Examining the Intersection between Personal and Systemic Bias for Bias Reduction
thesisposted on 2021-11-22, 14:45 authored by Elisabeth S NolandElisabeth S Noland
In a preregistered study, we investigated whether two different procedures increased people’s recognition and motivation to self-regulate personal bias and also recognition and motivation to combat systemic bias. Non-Black undergraduates (N = 467) were randomly assigned to either a IAT procedure (i.e., took a racial IAT, received fixed feedback indicating racial bias, and received an explanation for why people may hold implicit biases), a discrimination experiences procedure (i.e., read about Black people’s discrimination experiences across various institutional contexts), or a control procedure (i.e., rated their preferences for common consumer products). Then, participants completed measures assessing recognition of and motivation to combat personal and systemic bias. Among average IMS participants, results indicated that the IAT procedure significantly increased recognition of personal racial bias, compared to the control procedure.
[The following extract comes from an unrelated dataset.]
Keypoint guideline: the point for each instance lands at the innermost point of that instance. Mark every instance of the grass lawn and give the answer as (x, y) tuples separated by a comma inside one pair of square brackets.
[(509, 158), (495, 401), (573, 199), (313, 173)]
The discrimination experiences procedure significantly increased motivation to combat systemic bias, support for policies aimed at addressing inequality, and motivation to self-regulate personal bias, compared to both the control and IAT procedures. We also found that the IAT heightened negative self-directed affect especially among higher IMS participants, which in turn was associated with increased acknowledgement of and motivation to combat not only personal but also systemic bias. Finally, among all participants, the discrimination experiences procedure heightened negative other-directed affect, which in turn was associated with increased recognition of and motivation to combat systemic bias. Although additional research is needed, these initial results may suggest that personal bias interventions influence personal bias outcomes but do not similarly influence systemic bias outcomes. In contrast, systemic bias interventions may be more likely to influence awareness of and motivation to combat both personal and systemic bias. These results pave the way for future investigation into the nature of crossover effects between personal and systemic bias procedures.